Er ließ sich auf die Knie sinken und drückte sein Gesicht in das Salz. Mit den Zähnen biß er in die Kruste, leckte die Kristalle ab. Ich folgte seinem Beispiel. Wir hatten seit vier Tagen kein Salz mehr gehabt.
»Schaut!« rief einer der Wächter. Wir hoben die Köpfe. Wir kamen taumelnd hoch. Wir öffneten die Lider, kniffen aber die Augen zusammen, um die Hitze, die grelle Helligkeit auszuschließen.
»Wasser!« rief eine Stimme. »Wasser!«
Es war ein Mann, der allein aus der Wüste kam. Er gehörte nicht zu unserer Gruppe. Er trug keine Fesseln.
»Wasser!« rief er und taumelte in unsere Richtung. Er trug einen ausgefransten Lendenschurz. Die Sonne hatte seine Haut zerstört. Er hatte keine Fingernägel mehr; Mund und Gesicht waren aufgeplatzt wie eine ausgetrocknete Kruste.
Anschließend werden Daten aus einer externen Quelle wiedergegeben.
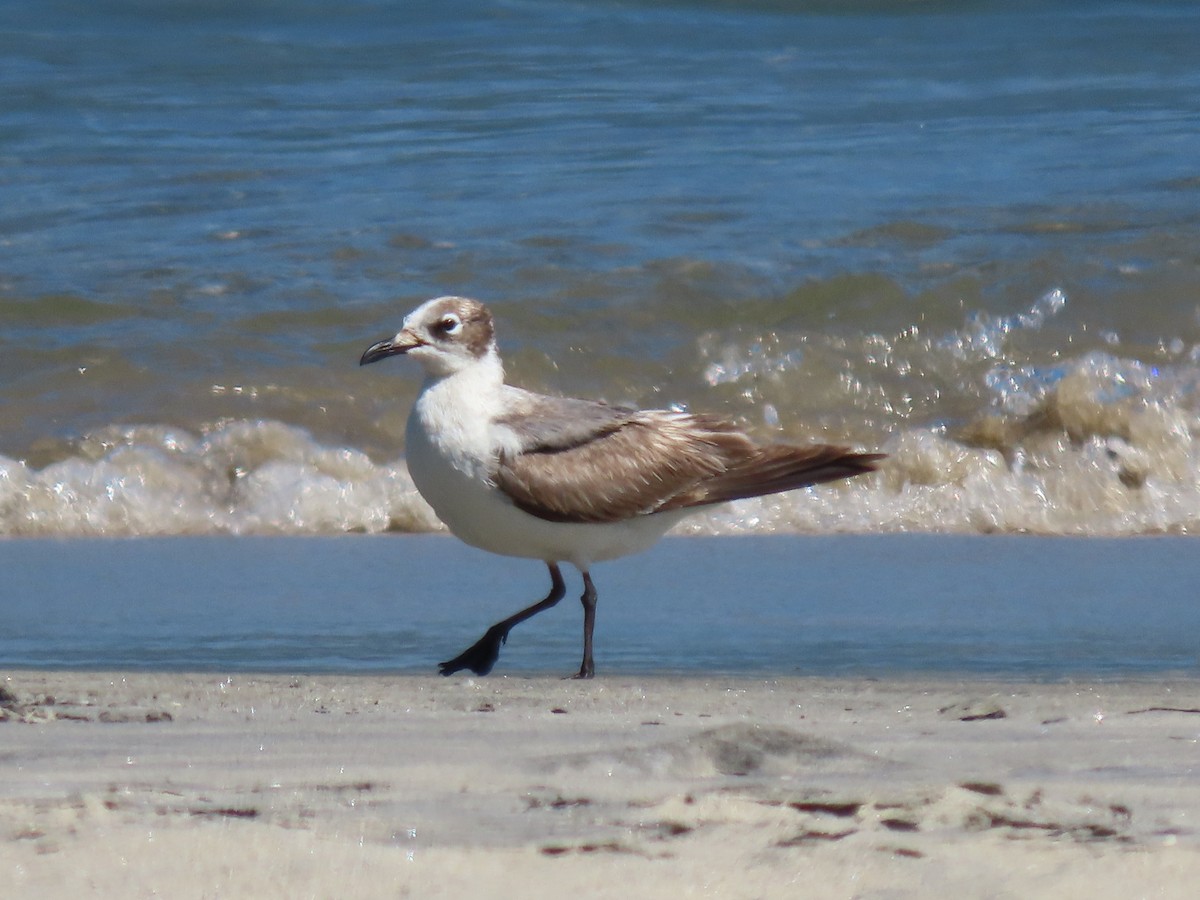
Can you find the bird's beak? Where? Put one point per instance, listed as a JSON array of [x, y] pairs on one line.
[[401, 343]]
»Ein entflohener Sklave aus den Salzbergwerken«, sagte Hamid lachend. Er zog seinen Krummsäbel und ritt auf den Mann zu. Mühelos beugte er sich im Sattel, doch er schlug nicht zu, sondern kehrte zu den anderen Wächtern zurück.
»Erlauben wir uns ein Späßchen?« rief er.
»Der Marsch ist lang gewesen«, sagte einer der Männer grinsend, »und wir haben bisher wenig Abwechslung gehabt.«
»Das linke Ohr?« fragte einer.
»Einverstanden«, erwiderte ein anderer. Die Männer lockerten ihre Lanzen.
»Wasser!« flehte der Todgeweihte. »Wasser!«
Einer der Männer trieb seine Kaiila an und verfehlte das Ziel. Die Kaiila bewegte sich auf dem unebenen Boden nicht gleichmäßig.
Der arme Kerl stand verständnislos da, konnte es nicht fassen, weil er sich gerettet glaubte.
Dann schrie er auf, als die Lanze des zweiten Reiters ihn traf. Er taumelte und hielt sich das blutende Ohr.
Der erste Reiter fluchte und griff erneut an. Diesmal wurde der Mann, der sich taumelnd abzuwenden versuchte, oben am linken Arm getroffen, unmittelbar unter der Schulter. Obwohl die Wunde tief war, strömte nur wenig Blut hervor, was mich nur im ersten Augenblick erstaunte. Ich kniff gegen das unerträgliche Licht die Augen zusammen und verfolgte hilflos das grausame Geschehen. Zu meinem Entsetzen drückte der Verletzte den Mund auf die Wunde und saugte das wenige Blut aus. Der Mann begriff immer noch nicht, rührte sich nicht von der Stelle. Hamid trabte auf seiner Kaiila von hinten auf den Ahnungslosen zu und schwang den Säbel. Ich vermochte nicht länger hinzuschauen und wandte mich ab.